Der Toni und die Moni kennen sich schon von klein auf. Inzwischen sind sie fast erwachsen und haben sich sogar schon einmal geküsst! Nach den Heimatroman-Gesetzen müssten jetzt eigentlich die Hochzeitsglocken bimmeln bzw. Sturm läuten – wäre da nicht Tonis Grosscousine aus der Stadt. Diese Grosscousine ist eine einzige Provokation und nur ihretwegen ist der ganze ordnungsgemässe Handlungsablauf im Eimer. Sie wohnt, wie gesagt, in der Stadt; sie ist unverheiratet, kinderlos und berufstätig; sie trinkt keinen Alkohol; sie isst kein Fleisch (ausgerechnet in einer Gegend, wo man seine zukünftigen Schnitzel und Spanferkel noch persönlich kennt); und sie stellt zu viele Fragen. Es gibt da nämlich einen dunklen Punkt in der Familiengeschichte… In Schöngraben weiss jedoch jedes Kind: Über gewisse Dinge spricht man nicht – und erst recht nicht mit einer Aussenstehenden!

Petra Piuk führt die Dirndl-und-Lederhosen-Romantik ad absurdum – satirisch, makaber und urkomisch.

1. März 2018

Anfang und Ende

by Gabriel Weber

Mit Footlights – Rampenlicht hat David Robinson eine wahre Kostbarkeit aus dem Nachlass von Charlie Chaplin zugänglich gemacht. Es handelt sich um einen Roman, den Chaplin 1947 verfasste und der seinen Film Limelight gewissermassen vorwegnimmt.

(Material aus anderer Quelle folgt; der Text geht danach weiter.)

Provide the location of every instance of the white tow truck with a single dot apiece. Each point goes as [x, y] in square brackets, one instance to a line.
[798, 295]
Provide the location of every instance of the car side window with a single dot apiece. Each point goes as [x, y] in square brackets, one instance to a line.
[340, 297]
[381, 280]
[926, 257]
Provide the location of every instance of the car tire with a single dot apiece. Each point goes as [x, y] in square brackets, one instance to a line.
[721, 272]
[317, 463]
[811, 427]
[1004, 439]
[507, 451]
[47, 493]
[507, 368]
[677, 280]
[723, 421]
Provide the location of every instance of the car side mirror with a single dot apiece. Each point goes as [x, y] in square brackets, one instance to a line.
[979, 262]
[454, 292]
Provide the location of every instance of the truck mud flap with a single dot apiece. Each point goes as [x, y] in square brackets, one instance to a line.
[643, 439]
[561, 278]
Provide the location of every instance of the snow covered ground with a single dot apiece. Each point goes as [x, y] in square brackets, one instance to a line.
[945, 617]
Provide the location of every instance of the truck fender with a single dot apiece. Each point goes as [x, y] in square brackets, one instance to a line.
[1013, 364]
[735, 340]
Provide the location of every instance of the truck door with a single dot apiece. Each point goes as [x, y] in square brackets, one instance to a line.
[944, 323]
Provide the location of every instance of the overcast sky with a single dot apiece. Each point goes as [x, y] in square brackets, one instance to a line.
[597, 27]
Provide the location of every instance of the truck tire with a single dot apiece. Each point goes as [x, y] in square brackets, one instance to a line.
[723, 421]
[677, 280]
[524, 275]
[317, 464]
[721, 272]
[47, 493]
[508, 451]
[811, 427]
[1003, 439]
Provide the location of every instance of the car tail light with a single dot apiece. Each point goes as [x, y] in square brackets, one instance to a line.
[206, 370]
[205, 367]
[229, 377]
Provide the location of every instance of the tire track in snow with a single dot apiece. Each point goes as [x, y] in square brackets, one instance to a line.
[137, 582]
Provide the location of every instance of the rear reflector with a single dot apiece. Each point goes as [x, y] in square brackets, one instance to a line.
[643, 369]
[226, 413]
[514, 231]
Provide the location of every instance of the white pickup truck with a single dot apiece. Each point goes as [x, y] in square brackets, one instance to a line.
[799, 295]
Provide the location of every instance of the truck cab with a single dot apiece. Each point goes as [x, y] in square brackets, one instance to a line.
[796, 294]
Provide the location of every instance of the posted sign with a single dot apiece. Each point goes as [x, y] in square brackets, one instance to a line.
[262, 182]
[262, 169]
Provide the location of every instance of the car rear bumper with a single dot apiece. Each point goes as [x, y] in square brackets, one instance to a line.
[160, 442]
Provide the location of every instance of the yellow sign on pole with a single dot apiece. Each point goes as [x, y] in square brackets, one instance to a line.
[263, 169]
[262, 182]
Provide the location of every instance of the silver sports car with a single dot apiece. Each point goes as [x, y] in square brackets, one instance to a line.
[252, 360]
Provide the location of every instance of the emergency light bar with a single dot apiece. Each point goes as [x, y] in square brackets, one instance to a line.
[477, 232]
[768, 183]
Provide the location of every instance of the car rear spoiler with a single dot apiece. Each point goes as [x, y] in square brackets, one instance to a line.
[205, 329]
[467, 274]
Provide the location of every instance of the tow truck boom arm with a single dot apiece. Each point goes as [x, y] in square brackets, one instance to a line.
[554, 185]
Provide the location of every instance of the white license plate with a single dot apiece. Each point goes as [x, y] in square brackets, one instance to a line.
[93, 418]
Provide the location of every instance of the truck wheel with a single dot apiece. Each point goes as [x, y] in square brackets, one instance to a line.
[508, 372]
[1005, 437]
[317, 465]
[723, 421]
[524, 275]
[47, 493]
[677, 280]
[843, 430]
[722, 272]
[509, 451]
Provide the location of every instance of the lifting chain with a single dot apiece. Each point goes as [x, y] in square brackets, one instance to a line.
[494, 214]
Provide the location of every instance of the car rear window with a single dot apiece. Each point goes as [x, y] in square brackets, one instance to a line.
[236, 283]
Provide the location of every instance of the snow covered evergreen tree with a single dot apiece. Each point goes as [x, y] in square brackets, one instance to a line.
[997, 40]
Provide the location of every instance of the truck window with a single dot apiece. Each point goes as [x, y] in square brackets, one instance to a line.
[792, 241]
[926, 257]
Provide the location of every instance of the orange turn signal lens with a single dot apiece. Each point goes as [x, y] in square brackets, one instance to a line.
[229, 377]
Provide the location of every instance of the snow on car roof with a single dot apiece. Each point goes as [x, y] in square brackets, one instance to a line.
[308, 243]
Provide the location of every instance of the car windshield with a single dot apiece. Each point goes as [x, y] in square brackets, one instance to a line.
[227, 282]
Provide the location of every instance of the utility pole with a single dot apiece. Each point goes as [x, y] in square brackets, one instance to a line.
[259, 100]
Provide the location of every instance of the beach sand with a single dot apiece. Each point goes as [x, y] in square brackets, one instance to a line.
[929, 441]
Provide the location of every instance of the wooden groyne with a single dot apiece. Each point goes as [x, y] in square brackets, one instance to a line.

Calvero, einst ein berühmter Clown, hat den Zenit seiner Karriere längst überschritten. In Vergessenheit geraten und dem Alkohol verfallen (Betrunkene zu spielen war Chaplins Spezialität), schleppt er sich durchs Leben, bis er eines Tages die junge Tänzerin Terry vor dem Suizid bewahrt. Dadurch, dass er Terry aufpäppelt und ermutigt, wieder zu tanzen, findet auch Calvero wieder neuen Lebensmut. Neben dem Roman enthält das Buch auch eine ausführliche Dokumentation über Chaplins Arbeitsweise und darüber, wie aus einer ersten Idee nach vielen Jahren schliesslich der Film Limelight entstand – man wirft sozusagen einen Blick in die Werkstatt des Genies. Footlights ruhte lange vergessen in Corsier-sur-Vevey, auf Chaplins herrschaftlichem Anwesen, das heute ein äusserst lohnenswertes Museum ist: Chaplin’s World.

Limelight war für Charlie Chaplin Anfang und Ende zugleich. Der Abschied von Hollywood (auch wenn es nicht sein letzter Film überhaupt war) war gleichzeitig eine Rückbesinnung auf die Londoner Music Halls und Varietés, in denen seine Karriere einst begonnen hatte und in denen seinerzeit schon seine Eltern aufgetreten waren. Das autobiographische Element zeigt sich auch dadurch, dass der ehemalige Tramp hier zum ersten Mal überhaupt ohne Make-Up auftritt. Chaplin beschäftigt in dem Film diverse Familienmitglieder (von seinen Kindern aus zweiter und vierter Ehe bis zu seinem Halbbruder Wheeler Dryden) und hat ausserdem seinen einzigen gemeinsamen Auftritt mit einer anderen Stummfilm-Legende: Buster Keaton.